Jeder war doch schon mal da, ob mit Wampn oder ohne*, dank Seilbahn kommt auch jeder ohne Schwierigkeiten hin, zumindest bis zur Steinlingalm, und durch ihre Berühmtheit ist es eigentlich immer viel zu voll dort. Brauchts da einen Gipfelglück-Artikel?
Doch bei meinem letzten Besuch, im Super-Herbst 2015, musste ich zum einen feststellen, wie schön es halt wirklich dort ist, und zum anderen, für wie viele Leute die Kampenwand tatsächlich ein Lieblingsberg ist!

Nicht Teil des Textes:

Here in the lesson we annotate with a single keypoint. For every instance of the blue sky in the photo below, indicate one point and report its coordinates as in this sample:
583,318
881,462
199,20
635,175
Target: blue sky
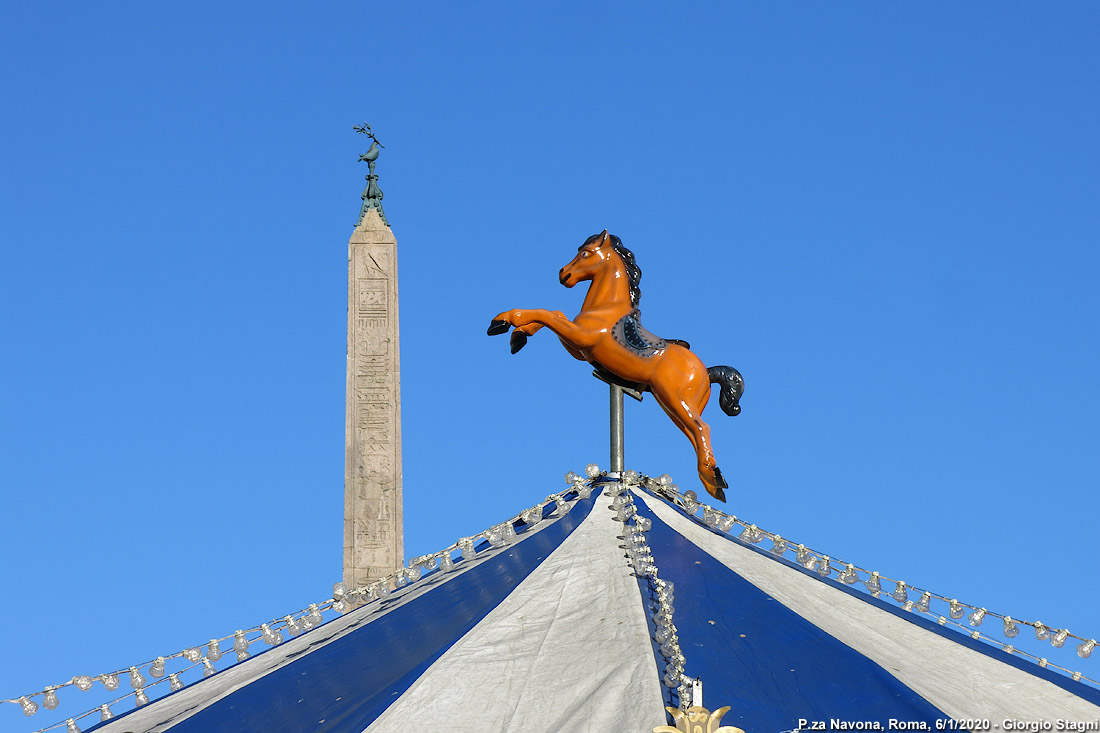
884,216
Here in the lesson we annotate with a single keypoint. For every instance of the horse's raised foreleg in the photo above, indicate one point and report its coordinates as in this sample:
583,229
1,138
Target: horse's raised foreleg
567,330
520,335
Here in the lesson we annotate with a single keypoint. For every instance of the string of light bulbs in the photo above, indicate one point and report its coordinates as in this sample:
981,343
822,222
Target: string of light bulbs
641,559
825,566
271,632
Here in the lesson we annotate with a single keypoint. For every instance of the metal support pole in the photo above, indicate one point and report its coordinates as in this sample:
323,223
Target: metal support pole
617,429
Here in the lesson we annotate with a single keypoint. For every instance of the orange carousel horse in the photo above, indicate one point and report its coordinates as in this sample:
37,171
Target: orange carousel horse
607,334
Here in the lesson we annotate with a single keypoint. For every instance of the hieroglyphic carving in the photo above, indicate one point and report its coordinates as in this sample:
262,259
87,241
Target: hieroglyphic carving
373,533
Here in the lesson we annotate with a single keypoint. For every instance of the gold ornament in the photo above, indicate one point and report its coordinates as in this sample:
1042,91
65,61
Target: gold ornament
697,719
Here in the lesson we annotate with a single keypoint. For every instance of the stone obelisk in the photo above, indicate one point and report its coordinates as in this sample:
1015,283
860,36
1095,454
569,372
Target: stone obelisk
373,529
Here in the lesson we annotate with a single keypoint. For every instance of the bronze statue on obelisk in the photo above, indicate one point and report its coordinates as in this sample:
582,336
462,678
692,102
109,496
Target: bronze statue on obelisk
373,529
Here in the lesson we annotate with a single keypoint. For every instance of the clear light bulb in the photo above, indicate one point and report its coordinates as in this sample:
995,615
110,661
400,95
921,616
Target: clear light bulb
271,637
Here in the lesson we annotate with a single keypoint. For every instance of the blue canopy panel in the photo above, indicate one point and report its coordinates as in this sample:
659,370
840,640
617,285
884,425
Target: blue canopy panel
779,644
547,633
552,633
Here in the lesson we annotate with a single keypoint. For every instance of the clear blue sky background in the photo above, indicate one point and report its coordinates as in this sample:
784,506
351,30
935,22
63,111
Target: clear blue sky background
886,216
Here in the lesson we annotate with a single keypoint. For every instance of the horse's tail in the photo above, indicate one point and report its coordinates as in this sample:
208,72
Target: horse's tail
733,387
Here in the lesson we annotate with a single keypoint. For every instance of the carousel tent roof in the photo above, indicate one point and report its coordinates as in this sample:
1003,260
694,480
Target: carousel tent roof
564,626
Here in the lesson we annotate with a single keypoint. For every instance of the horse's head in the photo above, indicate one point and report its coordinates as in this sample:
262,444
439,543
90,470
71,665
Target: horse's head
598,253
594,255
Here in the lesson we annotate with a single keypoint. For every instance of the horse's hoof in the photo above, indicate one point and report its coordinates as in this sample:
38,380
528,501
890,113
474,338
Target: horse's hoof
518,340
718,480
498,327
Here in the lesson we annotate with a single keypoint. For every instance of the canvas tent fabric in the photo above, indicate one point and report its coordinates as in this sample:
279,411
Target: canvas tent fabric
554,633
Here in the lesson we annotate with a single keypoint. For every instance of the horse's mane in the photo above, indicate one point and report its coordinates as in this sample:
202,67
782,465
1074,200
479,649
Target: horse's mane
633,271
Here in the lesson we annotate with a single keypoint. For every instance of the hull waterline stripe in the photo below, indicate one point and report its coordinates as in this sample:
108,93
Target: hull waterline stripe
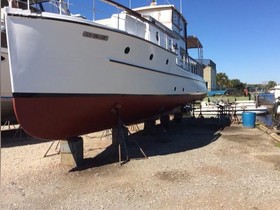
153,70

Und der darf im Gipfelglück ja dann nicht fehlen, ich kann also den potenziellen Urlaubern schon mal eines ihrer künftigen Urlaubshighlights zeigen und die hier Lebenden in Erinnerungen schwelgen lassen und zu erneutem Besuch animieren.
Übrigens: dieser Artikel ist das 8. Türchen des Outdoor-Blogger-Adventskalenders. Gestern war Wanderfreundin Nadine an der Reihe, morgen könnt ihr einen Beitrag bei Jörg von Outdoorsüchtig lesen. Klickt euch mal durch bei all den lieben Kolleginnen und Kollegen!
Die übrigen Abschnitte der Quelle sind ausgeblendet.